The new HHS head also discussed more broadly his mission after taking over the department’s helm, the mess created by the Biden administration, his job’s challenges, and recent developments thanks to DOGE.
“HHS is a $1.9 trillion agency. It’s the biggest agency in the government. And during the Biden administration, President Biden increased its budget by 38% and increased the workforce by 17%.”
“And by every metric by which we measure public health, health accelerated its decline.”

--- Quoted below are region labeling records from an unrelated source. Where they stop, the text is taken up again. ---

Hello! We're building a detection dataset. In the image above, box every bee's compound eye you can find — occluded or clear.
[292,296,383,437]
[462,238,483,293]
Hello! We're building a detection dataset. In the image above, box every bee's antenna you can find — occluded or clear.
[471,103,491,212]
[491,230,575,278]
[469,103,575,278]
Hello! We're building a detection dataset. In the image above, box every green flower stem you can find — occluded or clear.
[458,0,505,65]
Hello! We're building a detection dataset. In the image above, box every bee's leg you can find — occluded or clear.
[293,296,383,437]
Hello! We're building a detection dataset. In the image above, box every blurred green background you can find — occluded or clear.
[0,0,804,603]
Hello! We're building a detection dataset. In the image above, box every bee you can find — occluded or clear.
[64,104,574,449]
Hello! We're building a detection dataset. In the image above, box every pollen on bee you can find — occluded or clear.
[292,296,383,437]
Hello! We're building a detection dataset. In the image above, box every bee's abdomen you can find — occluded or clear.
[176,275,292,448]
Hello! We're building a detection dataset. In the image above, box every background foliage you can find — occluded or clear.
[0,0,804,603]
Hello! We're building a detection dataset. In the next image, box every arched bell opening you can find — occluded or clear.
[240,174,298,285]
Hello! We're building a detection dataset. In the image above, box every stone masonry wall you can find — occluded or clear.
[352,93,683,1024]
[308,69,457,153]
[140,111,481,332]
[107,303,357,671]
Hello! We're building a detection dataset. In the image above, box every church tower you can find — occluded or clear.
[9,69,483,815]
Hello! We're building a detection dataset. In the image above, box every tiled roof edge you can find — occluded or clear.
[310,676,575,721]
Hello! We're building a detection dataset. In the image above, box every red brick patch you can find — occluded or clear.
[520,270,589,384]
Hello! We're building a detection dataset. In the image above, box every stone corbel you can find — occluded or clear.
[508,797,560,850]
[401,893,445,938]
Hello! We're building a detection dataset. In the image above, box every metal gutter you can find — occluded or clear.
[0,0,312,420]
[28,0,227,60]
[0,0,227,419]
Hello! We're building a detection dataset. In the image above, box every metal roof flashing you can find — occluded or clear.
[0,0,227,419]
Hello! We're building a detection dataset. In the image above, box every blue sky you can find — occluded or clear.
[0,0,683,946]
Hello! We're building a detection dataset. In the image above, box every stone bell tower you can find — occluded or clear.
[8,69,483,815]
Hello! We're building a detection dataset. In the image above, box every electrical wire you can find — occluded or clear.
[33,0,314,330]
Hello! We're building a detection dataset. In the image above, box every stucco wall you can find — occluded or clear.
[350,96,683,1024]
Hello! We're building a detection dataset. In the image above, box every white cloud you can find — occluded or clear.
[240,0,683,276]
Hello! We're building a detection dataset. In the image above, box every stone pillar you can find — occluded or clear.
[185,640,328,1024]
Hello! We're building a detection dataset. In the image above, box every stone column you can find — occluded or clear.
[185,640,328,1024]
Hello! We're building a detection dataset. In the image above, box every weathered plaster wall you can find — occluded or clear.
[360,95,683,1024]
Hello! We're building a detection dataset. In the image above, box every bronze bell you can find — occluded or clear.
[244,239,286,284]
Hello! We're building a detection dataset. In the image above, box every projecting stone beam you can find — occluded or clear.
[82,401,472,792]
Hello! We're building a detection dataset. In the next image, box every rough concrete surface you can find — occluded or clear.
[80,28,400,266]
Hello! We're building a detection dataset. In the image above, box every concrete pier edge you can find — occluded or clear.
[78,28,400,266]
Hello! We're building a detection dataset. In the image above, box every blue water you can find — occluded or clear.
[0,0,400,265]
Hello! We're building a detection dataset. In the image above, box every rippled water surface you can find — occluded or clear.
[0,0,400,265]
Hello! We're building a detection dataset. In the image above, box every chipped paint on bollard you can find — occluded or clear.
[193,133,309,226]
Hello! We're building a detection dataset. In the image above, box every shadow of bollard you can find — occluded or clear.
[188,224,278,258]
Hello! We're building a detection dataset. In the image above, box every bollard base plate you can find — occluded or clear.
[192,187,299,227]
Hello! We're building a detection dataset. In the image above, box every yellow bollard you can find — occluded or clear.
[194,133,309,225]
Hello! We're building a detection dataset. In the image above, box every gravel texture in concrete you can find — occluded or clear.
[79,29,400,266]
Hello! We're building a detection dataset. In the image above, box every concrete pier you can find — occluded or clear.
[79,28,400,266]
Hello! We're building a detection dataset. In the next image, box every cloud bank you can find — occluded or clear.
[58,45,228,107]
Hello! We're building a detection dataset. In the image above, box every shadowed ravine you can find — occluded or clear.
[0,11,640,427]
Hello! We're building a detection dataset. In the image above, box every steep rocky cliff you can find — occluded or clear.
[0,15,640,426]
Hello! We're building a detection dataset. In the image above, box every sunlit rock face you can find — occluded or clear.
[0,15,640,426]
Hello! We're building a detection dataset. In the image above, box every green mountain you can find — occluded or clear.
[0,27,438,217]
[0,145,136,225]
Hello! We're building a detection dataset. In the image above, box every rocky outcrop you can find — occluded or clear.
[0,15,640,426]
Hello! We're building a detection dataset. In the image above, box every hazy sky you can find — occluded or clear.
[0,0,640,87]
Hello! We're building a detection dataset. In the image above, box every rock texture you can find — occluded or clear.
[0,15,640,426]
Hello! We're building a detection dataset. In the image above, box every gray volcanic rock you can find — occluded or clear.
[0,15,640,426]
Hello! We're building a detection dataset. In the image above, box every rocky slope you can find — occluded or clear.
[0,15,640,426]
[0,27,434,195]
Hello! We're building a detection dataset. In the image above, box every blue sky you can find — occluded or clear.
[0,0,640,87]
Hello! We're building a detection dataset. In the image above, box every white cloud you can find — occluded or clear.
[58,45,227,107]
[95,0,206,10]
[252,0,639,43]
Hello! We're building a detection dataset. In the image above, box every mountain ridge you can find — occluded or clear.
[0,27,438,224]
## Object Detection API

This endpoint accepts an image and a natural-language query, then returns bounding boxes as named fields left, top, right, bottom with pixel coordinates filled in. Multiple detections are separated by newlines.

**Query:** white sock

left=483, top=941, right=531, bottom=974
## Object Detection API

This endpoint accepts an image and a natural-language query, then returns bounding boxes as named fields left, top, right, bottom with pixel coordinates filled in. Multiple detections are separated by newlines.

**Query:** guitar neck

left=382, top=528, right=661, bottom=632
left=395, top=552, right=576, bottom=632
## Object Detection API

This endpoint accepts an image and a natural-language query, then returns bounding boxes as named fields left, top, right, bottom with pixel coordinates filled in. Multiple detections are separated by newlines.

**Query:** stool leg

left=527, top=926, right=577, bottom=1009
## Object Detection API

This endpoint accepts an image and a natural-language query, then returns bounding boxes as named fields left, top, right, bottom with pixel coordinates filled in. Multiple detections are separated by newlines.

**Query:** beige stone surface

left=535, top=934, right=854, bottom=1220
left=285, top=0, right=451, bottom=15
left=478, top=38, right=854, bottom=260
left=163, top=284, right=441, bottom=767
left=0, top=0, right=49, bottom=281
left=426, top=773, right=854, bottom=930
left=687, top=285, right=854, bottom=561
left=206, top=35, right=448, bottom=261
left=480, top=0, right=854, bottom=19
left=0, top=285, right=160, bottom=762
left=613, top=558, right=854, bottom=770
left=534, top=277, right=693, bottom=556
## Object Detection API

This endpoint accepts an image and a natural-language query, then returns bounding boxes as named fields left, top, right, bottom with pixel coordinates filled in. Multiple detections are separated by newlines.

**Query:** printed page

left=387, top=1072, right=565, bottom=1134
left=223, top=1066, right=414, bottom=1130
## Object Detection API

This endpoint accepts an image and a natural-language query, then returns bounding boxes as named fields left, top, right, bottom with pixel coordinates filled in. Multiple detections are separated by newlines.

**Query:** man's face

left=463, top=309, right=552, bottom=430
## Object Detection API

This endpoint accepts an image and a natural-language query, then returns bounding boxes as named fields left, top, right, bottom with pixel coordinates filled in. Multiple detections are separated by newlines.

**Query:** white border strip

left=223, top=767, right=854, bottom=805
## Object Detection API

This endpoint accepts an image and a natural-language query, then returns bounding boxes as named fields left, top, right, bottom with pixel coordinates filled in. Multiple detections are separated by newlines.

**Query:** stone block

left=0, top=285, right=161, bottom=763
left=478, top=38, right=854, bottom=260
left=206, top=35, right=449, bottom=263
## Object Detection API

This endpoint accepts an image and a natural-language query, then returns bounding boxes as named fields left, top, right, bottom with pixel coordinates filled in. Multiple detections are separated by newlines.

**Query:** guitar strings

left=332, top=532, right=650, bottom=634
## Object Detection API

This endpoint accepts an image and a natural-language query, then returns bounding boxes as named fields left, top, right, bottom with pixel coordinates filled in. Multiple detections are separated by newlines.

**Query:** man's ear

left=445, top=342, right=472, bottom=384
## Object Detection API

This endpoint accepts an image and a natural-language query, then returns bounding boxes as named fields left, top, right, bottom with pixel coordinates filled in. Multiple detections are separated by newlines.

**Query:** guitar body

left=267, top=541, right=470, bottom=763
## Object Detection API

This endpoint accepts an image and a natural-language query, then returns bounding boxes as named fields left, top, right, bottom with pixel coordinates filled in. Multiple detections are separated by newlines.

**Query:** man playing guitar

“When I came to HHS, what I found was a sprawling bureaucracy,” with functional duplication of departments, rampant redundancy and overstaffing, with various sub-agencies often acting in a territorial, self-protecting manner rather than a synergistic one.
“Perverse incentives” sometimes drive employee’s work,” he noted.
Despite his short tenure at HHS, with the help of DOGE, Kennedy has already released 20,000 “bureaucrats” from the department’s ranks.
“We’re going from 82,000 personnel to 62,000,” said Kennedy, carefully pointing out, “We’re keeping the scientists and frontline providers.”
Kennedy said that it has been really hard to fight against the problems at HHS and NIH over the last 40 years from “the outside.”
But “now I’m on the inside,” he declared. “This is the purpose of my life. It’s what I’m going to do over the next four years.”
He concluded:
President Trump promised to return the American dream to Americans.
A healthy person has a thousand dreams. A sick person only has one.